Ils sont 235 bouquinistes à se répartir quelque 940 jolis casiers, ces boîtes vert bouteille disposées sur les garde-fous des quais de la capitale. 235 disposés sur le trajet quasi obligatoire de la très grande majorité des touristes de Paris. Ce devrait être pour eux une fierté, que dis-je, une mission que de leur montrer des vieux bouquins, de la marchandise « honorable », originale, authentique.
De plus ces concessions accordées par la Ville de Paris sont gratuites. Ils pouvaient travailler en toute liberté, le poste de l’agent municipal chargé de surveiller leur activité a été supprimé.
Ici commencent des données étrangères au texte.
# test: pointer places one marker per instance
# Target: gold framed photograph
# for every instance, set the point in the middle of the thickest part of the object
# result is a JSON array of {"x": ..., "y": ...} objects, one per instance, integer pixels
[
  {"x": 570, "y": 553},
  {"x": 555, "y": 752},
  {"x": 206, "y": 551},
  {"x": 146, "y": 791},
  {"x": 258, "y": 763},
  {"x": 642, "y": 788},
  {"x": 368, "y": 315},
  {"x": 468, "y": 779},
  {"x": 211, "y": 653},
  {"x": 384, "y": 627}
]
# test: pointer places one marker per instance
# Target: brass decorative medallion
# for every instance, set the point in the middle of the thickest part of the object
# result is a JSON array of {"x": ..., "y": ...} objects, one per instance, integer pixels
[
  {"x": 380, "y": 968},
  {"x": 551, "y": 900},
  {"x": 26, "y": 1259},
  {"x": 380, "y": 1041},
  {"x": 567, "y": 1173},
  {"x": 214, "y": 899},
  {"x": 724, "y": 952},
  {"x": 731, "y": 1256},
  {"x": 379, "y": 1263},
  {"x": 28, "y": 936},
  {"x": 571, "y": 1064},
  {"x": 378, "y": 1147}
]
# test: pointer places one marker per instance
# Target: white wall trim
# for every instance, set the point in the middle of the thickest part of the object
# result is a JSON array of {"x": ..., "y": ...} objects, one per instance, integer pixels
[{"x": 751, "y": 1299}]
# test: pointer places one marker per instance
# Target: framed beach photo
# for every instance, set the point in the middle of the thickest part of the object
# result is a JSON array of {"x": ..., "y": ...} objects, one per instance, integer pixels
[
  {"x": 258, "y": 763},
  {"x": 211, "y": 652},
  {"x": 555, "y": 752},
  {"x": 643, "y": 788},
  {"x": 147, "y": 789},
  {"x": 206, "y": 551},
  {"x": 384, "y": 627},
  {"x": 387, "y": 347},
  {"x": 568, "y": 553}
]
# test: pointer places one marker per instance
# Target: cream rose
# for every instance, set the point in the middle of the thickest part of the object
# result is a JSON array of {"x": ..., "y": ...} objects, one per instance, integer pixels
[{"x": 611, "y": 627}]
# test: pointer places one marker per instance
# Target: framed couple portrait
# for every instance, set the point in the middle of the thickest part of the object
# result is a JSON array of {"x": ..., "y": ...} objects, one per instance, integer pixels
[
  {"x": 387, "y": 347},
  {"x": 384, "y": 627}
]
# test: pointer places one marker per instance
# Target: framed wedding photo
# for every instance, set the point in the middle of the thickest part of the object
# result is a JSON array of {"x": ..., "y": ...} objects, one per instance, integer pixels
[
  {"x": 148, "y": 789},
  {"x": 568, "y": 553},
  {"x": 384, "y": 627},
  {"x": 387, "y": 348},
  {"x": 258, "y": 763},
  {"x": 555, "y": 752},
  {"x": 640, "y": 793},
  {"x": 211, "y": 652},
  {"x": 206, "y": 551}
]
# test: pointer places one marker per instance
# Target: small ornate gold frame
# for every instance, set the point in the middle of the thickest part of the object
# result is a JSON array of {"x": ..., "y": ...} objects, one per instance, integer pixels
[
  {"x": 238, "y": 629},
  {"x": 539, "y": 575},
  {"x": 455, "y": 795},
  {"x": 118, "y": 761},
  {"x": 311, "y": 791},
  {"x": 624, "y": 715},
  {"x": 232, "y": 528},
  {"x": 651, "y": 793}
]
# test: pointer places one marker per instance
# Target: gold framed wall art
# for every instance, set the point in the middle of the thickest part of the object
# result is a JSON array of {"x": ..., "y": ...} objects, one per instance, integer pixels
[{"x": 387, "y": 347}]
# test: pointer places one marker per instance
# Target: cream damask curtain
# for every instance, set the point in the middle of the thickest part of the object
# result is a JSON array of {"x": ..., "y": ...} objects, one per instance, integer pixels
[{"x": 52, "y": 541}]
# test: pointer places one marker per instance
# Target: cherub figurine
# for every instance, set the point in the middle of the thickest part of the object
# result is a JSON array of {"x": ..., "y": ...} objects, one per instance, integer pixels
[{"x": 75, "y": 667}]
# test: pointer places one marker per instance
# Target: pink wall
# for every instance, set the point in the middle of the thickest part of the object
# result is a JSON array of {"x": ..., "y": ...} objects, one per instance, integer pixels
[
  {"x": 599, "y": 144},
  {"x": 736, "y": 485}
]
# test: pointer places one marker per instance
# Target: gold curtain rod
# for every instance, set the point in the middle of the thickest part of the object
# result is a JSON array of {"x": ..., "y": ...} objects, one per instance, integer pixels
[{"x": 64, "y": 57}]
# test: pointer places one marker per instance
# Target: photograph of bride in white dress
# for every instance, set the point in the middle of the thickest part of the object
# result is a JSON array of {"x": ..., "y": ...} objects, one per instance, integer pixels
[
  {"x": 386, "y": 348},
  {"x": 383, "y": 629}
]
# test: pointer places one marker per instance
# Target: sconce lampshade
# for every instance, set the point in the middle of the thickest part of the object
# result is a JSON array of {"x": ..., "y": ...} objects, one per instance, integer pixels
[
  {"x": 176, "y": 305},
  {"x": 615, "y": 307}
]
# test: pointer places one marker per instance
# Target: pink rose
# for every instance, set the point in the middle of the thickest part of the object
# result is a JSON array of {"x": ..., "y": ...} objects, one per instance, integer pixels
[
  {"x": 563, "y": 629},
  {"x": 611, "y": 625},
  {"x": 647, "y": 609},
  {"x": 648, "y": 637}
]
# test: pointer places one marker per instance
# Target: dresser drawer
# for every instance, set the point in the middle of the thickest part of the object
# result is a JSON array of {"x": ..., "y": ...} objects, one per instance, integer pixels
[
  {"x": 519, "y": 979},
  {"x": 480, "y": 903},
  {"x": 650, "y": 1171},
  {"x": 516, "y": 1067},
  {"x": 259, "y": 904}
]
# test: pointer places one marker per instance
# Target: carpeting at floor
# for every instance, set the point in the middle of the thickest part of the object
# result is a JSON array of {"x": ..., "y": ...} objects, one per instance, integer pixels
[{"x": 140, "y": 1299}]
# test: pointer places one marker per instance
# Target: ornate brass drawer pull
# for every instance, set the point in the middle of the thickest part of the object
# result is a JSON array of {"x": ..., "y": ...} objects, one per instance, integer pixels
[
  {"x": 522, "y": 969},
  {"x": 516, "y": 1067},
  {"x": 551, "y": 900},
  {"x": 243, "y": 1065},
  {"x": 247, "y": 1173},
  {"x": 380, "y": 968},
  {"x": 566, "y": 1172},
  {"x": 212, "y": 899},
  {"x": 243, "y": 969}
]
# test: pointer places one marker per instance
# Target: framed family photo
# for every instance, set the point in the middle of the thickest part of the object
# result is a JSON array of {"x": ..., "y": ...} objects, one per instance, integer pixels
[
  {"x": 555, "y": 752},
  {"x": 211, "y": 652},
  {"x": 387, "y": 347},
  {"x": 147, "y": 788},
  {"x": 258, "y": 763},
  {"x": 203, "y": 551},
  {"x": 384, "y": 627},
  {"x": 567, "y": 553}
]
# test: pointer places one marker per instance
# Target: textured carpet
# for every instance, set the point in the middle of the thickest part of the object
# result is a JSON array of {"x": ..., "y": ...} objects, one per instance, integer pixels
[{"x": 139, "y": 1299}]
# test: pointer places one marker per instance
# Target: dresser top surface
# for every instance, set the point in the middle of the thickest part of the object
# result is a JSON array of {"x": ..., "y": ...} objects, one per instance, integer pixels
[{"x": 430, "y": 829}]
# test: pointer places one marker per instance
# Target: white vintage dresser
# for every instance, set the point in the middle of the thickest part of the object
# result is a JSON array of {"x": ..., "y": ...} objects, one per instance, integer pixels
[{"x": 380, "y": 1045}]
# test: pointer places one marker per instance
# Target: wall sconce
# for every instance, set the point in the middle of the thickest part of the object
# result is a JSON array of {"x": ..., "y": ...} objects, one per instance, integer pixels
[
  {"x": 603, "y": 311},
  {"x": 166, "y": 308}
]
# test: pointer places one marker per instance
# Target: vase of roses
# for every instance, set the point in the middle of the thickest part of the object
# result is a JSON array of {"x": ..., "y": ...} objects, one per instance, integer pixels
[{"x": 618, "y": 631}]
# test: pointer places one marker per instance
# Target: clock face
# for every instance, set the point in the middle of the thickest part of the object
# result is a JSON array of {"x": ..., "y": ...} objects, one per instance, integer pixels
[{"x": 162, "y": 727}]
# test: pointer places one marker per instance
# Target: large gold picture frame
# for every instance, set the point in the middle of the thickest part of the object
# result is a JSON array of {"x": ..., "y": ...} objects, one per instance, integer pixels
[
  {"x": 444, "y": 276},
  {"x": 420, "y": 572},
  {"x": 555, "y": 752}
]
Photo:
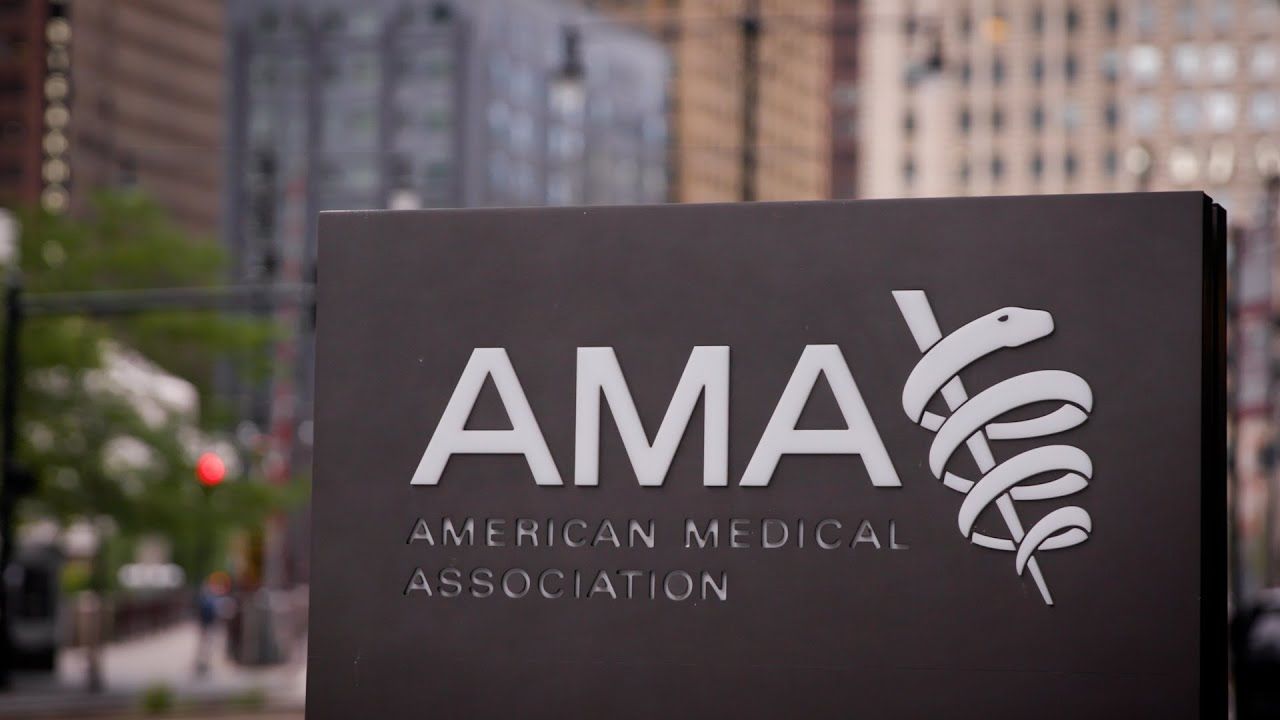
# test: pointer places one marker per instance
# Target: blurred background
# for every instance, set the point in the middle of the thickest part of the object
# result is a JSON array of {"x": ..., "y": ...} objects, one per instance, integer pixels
[{"x": 161, "y": 165}]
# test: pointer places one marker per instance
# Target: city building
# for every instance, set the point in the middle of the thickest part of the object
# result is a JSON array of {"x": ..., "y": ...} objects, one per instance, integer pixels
[
  {"x": 417, "y": 104},
  {"x": 113, "y": 95},
  {"x": 146, "y": 104},
  {"x": 750, "y": 110},
  {"x": 23, "y": 24},
  {"x": 845, "y": 137},
  {"x": 990, "y": 98}
]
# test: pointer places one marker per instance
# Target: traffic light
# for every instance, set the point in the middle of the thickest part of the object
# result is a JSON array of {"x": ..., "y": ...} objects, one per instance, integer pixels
[{"x": 210, "y": 469}]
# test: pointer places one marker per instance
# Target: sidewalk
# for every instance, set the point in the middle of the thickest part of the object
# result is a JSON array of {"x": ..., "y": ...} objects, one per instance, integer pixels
[{"x": 161, "y": 659}]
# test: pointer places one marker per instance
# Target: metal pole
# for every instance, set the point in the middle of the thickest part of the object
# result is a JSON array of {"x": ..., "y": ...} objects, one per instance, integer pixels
[
  {"x": 8, "y": 456},
  {"x": 750, "y": 27}
]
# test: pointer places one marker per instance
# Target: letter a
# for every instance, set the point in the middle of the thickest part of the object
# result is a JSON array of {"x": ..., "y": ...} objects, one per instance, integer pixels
[
  {"x": 781, "y": 436},
  {"x": 451, "y": 436}
]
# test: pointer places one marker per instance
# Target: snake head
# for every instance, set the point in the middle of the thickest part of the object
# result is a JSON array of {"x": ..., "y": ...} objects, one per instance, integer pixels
[{"x": 1019, "y": 326}]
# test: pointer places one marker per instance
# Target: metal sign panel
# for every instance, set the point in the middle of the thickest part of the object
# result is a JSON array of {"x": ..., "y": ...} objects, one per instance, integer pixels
[{"x": 892, "y": 459}]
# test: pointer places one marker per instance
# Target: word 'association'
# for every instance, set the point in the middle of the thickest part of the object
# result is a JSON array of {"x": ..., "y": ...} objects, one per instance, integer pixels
[{"x": 677, "y": 586}]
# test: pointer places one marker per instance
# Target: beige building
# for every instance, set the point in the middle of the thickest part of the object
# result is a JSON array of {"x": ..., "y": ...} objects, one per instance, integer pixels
[
  {"x": 791, "y": 153},
  {"x": 993, "y": 98},
  {"x": 146, "y": 86}
]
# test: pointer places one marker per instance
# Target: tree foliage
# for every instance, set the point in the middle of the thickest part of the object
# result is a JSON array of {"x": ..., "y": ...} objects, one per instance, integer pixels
[{"x": 95, "y": 452}]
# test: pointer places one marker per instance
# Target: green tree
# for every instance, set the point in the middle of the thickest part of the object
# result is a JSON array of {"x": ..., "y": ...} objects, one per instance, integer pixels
[{"x": 95, "y": 451}]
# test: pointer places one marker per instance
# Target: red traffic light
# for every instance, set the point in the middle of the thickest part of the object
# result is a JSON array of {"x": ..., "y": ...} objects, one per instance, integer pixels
[{"x": 210, "y": 469}]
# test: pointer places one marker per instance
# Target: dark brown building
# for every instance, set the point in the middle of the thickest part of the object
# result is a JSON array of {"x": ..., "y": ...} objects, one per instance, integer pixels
[
  {"x": 147, "y": 112},
  {"x": 22, "y": 76},
  {"x": 99, "y": 94},
  {"x": 844, "y": 98}
]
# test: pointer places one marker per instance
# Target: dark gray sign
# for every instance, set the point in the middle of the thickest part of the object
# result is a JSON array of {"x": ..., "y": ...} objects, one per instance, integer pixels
[{"x": 891, "y": 459}]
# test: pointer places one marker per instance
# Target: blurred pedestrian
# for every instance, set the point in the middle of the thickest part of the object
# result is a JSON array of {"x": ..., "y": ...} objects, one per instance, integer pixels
[{"x": 209, "y": 602}]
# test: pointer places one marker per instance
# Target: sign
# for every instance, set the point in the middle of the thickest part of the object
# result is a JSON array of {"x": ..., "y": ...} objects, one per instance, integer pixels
[{"x": 888, "y": 459}]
Que demande le peuple ? Alors comment peut-on tolérer plus longtemps ce laxisme, ses manquements, ces dénaturations d’un si beau métier ? Quel laisser-aller depuis 2000 !
Certains offrent des tableaux « made in China », d’autres des tours Eiffel. « Mais nous ne sommes pas payés par l’Office du tourisme de Paris pour faire tapisserie sur les quais ! » s’emporte Sophie Leleu, 10 ans de casiers.
La Ville va sérieusement sévir et mettre tout ce petit monde au pas. Dès la fin du mois, une commission sera chargée de choisir 20 nouveaux bouquinistes sur une liste de 85 candidats. « L’administration municipale n’a pas été très vigilante ces dix dernières années », reconnaît Madeleine Tessier, chef du développement économique et du commerce culturel (?) à la Ville de Paris. Et la mairie vient de s’apercevoir qu’un avocat parisien sous-louait ces boîtes, empochant jusqu’à 3 000€ par mois sur un domaine public, encore une fois, concédé gratuitement (!). Sans compter les occupations de casiers non déclarées…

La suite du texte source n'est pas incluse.